This is just one example of a failure of correctly inserting a tube into a lacrimal passage. Since various states emerge in a treatment process, such a failure can frequently occur. If any one of the two tubes is inserted in the false passage, the lacrimal passage cannot be treated properly.

The present invention was conceived to solve the above problem, and aims to provide a lacrimal passage treatment instrument for assisting in a treatment to correctly insert a tube into a lacrimal passage.

SUMMARY OF THE INVENTION

The stated aim can be achieved by a sheath used as a lacrimal passage treatment instrument, characterized by: being composed of a flexible tube that is bendable and self-standable, and has an outside diameter insertable into a lacrimal passage; and having both ends opened.

Here, one of the ends may have a decreasing wall thickness to form a taper.

Here, slits may be formed opposite to each other at the end.

Here, the flexible tube may be made of a transparent material or a semi-transparent material, with a mark for recognizing the slits being made at the end.

Here, a grip may be formed at one of the ends.

The stated aim can also be achieved by a lacrimal passage treatment instrument including: a body portion made of a flexible material and having an outside diameter insertable into a lacrimal passage; and a flexible guide portion formed at an end of the body portion and having a smaller outside diameter than the body portion.

Here, the guide portion and the body portion may be integrally formed.

Here, a projection stopper may be formed around one of the ends.

The above construction provides the specially designed sheath. By inserting a probe of a medical camera into this sheath, an obstruction in the lacrimal passage can be dislodged while observing the inside of the lacrimal passage, so that a tube can be prevented from being inserted in a false passage. In addition, the tube can be placed in the lacrimal passage speedily by using a guidewire.

Also, the provision of the guide portion on the body portion makes it unnecessary to use a guidewire, so that the body portion can be placed in the lacrimal passage more speedily.
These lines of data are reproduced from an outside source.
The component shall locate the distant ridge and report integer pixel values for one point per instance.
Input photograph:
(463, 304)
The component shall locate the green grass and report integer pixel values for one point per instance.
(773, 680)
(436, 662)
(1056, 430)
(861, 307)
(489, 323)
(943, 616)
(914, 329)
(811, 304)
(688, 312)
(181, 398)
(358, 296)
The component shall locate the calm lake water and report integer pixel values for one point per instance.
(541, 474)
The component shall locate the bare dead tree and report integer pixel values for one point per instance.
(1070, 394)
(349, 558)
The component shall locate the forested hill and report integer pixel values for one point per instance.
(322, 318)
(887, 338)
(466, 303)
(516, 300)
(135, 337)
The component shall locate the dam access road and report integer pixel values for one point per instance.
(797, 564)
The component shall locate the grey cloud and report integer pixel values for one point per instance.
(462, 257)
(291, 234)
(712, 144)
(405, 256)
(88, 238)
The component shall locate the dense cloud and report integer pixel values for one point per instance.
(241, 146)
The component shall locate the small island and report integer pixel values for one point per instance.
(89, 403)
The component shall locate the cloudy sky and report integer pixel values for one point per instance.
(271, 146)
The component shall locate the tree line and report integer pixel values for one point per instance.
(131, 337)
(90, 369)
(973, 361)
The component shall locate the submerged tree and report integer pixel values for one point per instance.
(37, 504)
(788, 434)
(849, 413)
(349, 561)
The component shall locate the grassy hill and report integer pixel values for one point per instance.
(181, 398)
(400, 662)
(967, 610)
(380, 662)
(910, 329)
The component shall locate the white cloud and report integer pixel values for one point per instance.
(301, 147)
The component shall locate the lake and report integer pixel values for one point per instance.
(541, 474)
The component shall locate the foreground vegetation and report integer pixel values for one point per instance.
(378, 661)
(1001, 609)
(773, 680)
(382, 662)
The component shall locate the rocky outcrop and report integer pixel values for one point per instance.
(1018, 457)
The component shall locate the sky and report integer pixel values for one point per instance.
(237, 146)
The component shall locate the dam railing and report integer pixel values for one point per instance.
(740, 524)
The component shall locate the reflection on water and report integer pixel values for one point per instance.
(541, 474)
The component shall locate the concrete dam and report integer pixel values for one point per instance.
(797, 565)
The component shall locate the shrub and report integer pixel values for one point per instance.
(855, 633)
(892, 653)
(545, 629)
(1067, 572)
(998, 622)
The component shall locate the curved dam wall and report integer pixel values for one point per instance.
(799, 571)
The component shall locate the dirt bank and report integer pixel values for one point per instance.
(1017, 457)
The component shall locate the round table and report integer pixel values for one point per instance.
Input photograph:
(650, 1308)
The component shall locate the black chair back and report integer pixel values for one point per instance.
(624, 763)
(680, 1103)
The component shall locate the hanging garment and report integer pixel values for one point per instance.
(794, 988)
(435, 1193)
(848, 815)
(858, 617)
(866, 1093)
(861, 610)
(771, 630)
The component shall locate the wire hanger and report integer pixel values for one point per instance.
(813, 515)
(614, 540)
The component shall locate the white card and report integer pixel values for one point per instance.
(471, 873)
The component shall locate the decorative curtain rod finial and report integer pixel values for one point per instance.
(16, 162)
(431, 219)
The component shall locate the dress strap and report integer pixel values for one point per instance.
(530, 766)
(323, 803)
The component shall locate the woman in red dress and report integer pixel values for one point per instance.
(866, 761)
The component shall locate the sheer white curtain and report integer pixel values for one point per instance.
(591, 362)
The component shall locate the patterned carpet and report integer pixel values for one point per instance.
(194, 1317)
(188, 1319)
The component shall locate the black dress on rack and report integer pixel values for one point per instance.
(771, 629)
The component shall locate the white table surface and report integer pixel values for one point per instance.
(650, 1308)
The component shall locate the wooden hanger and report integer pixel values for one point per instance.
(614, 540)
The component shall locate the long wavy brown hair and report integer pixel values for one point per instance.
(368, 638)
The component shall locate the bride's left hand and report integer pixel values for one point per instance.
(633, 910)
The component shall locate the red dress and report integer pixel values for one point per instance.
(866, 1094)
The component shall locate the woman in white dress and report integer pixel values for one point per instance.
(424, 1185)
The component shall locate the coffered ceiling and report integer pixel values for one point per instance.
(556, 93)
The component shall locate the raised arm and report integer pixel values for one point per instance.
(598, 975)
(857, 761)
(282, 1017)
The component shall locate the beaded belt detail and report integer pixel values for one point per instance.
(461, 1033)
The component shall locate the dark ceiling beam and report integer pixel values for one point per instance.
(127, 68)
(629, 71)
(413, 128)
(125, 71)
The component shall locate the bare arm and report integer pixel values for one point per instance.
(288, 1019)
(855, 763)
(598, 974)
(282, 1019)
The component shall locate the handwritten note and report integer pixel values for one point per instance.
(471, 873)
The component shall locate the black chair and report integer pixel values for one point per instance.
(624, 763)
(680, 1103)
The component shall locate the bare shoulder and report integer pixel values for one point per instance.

Furthermore, by forming the projection stopper around the end of the sheath, the sheath can be kept from completely sliding into the lacrimal passage from a lacrimal punctum even if the sheath is of a short length.

BRIEF DESCRIPTION OF THE DRAWINGS

These and other objects, advantages and features of the invention will become apparent from the following description thereof taken in conjunction with the accompanying drawings which illustrate a specific embodiment of the invention.

In the drawings:

FIG. 1 is a plan view of part of a lacrimal passage treatment instrument to which the present invention relates;

FIG. 2 is a sectional view of a lacrimal passage treatment instrument according to one example of the present invention;

FIG. 3 is a perspective view of a lacrimal passage treatment instrument according to another example of the present invention;

FIGS. 4A and 4B are respectively a side view and a plan view of part of a camera used for a lacrimal passage treatment;

FIG. 5 is a sectional plan view of a lacrimal passage showing a state in a treatment;

FIG. 6 is a sectional plan view of the lacrimal passage showing another state in the treatment;

FIG. 7 is a sectional plan view of the lacrimal passage showing another state in the treatment;

FIG. 8 is a sectional plan view of the lacrimal passage showing another state in the treatment;

FIG. 9 is a sectional plan view of the lacrimal passage showing another state in the treatment;

FIG. 10 is a sectional plan view of the lacrimal passage showing another state in the treatment;

FIG. 11 is a sectional plan view of the lacrimal passage showing a state in another treatment;

FIG. 12 is a sectional plan view of the lacrimal passage showing a state in another treatment;

FIG. 13 is a sectional plan view of the lacrimal passage showing a state in another treatment;

FIG. 14 is a plan view of a tube according to another example of the present invention;

FIG. 15 is a sectional view of a lacrimal passage treatment instrument according to another example of the present invention;

FIG. 16 is a perspective view of the lacrimal passage treatment instrument shown in FIG. 15;

FIG. 17 is a sectional plan view of the lacrimal passage showing a state in a treatment that uses the lacrimal passage treatment instrument shown in FIG. 15;

FIG. 18 is a sectional plan view of the lacrimal passage showing another state in the treatment that uses the lacrimal passage treatment instrument shown in FIG. 15; and

FIG. 19 is a sectional plan view of the lacrimal passage showing another state in the treatment that uses the lacrimal passage treatment instrument shown in FIG. 15.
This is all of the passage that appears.